- Handling of misaligned loads/stores: RISC-V got itself into a weird middle ground, ops on misaligned pointers may work fine, may work "extremely slow", or cause fatal exceptions (yes, I know about Zicclsm, it's extremely new and only helps with the latter, also see https://github.com/llvm/llvm-project/issues/110454). Other platforms either guarantee "reasonable" performance for such operations, or forbid misaligned access with "aligned" loads/stores and provide separate misaligned instructions. Arguably, RISC-V should've done the latter (with misaligned instructions defined in a separate higher-end extension), since passing unaligned pointer into an aligned instruction signals correctness problems in software.

- The hardcoded page size. 4 KiB is a good default for RV32, but arguably a huge missed opportunity for RV64.

- The weird restriction in the forward progress guarantees for LR/SC sequences, which forces compilers to compile `compare_exchange` and `compare_exchange_weak` in the absolutely same way. See this issue for more information: https://github.com/riscv/riscv-isa-manual/issues/2047

- The `seed` CSR: it does not provide a good quality entropy (i.e. after you accumulated 256 bits of output, it may contain only 128 bits of randomness). You have to use a CSPRNG on top of it for any sensitive applications. Doing so may be inefficient and will bloat binary size (remember, the relaxed requirement was introduced for "low-powered" devices). Also, software developers may make mistake in this area (not everyone is a security expert). Similar alternatives like RDRAND (x86) and RNDR (ARM) guarantee proper randomness and we can use their output directly for cryptographic keys with very small code footprint.

- Extensions do not form hierarchies: it looks like the AVX-512 situation once again, but worse. Profiles help, but it's not a hierarchy, but a "packet". Also, there are annoyances like Zbkb not being a proper subset of Zbb.

- Detection of available extensions: we usually have to rely on OS to query available extensions since the `misa` register is accessible only in machine mode. This makes detection quite annoying for "universal" libraries which intend to support various OSes and embedded targets. The CPUID instruction (x86) is ideal in this regard. I totally disagree with the virtualization argument against it, nothing prevents VM from intercepting the read, no one excepts huge performance from such reads.

And this list is compiled after a pretty surface-level dive into the RISC-V spec. I heard about other issues (e.g. being unable to port tricky SIMD code to the V extension or underspecification around memory coherence important for writing drivers), but I can not confidently talk about those, so it's not part of my list.

P.S.: I would be interested to hear about other people gripes with RISC-V.

> Detection of available extensions: we usually have to rely on OS to query available extensions since the `misa` register is accessible only in machine mode.

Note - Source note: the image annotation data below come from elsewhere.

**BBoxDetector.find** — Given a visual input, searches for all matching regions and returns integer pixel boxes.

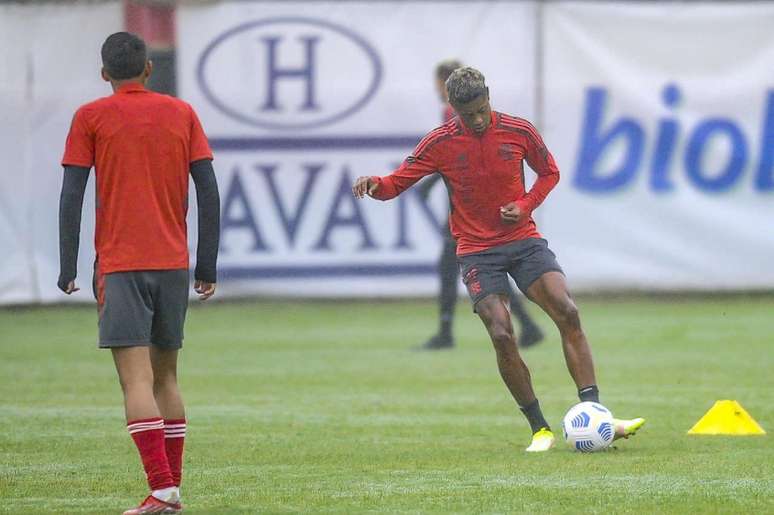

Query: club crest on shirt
[497,143,516,161]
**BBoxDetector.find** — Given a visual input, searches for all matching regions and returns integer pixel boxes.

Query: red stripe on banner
[124,0,176,50]
[501,116,540,141]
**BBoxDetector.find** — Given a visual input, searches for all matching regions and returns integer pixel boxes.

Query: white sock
[151,486,180,503]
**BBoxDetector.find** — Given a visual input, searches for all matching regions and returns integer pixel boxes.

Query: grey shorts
[457,238,564,311]
[93,269,188,349]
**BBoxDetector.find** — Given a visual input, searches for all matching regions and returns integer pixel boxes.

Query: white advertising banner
[540,2,774,289]
[178,2,535,297]
[0,2,123,304]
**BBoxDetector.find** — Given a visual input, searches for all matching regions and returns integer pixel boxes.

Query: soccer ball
[562,402,615,452]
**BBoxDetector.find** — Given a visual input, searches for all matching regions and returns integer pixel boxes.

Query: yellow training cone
[688,401,766,435]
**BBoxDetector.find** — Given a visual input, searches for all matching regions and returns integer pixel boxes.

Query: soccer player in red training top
[352,67,645,452]
[58,32,220,515]
[417,59,543,350]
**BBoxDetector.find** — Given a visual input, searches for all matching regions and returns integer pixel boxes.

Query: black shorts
[93,269,188,349]
[457,238,564,311]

Not a RISC-V programmer, but this drives me crazy on ARM. Dozens of optional features, but the FEAT_ bits are all readable only from EL1, and it's unspecified what API the OS exposes to query it and which feature bits are exposed. I don't care if it'd be slow, just give us the equivalent of a dedicated CPUID instruction, even if it just a reserved opcode that traps to kernel mode and is handled in software.

Nothing major, just some oddball decisions here and there.

Fused compare-and-branch only extends to the base integer instructions. Anything else needs to generate a value that feeds into a compare-and-branch. Since all branches are compare-and-branch, they all need two register operands, which impairs their reach to a mere +/- 4 kB.

The reach for position-independent code instructions (AUIPC + any load or store) is not quite +/- 2 GB. There is a hole on either end of the reach that is a consequence of using a sign-extended 12-bit offset for loads and stores, and a sign-extended high 20-bit offset for AIUPC. ARM's adrp (address of page) + unsigned offsets is more uniform.

RV32 isn't a proper subset of RV64, which isn't a proper subset of RV128. If they were proper subsets, then RV64 programs could run unmodified on RV128 hardware. Not that its going to ever happen, but if it did, the processor would have to mode-switch, not unlike the x86-64 transition of yore.

Floating point arithmetic spends three bits in the instruction encoding to support static rounding modes. I can count on zero hands the number of times I've needed that.

The integer ISA design goes to great lengths to avoid any instructions with three source operands, in order to simplify the datapaths on tiny machines. But... the floating point extension correctly includes fused multiply-add. So big chunks of any high-end processor will need three-operand datapaths anyway.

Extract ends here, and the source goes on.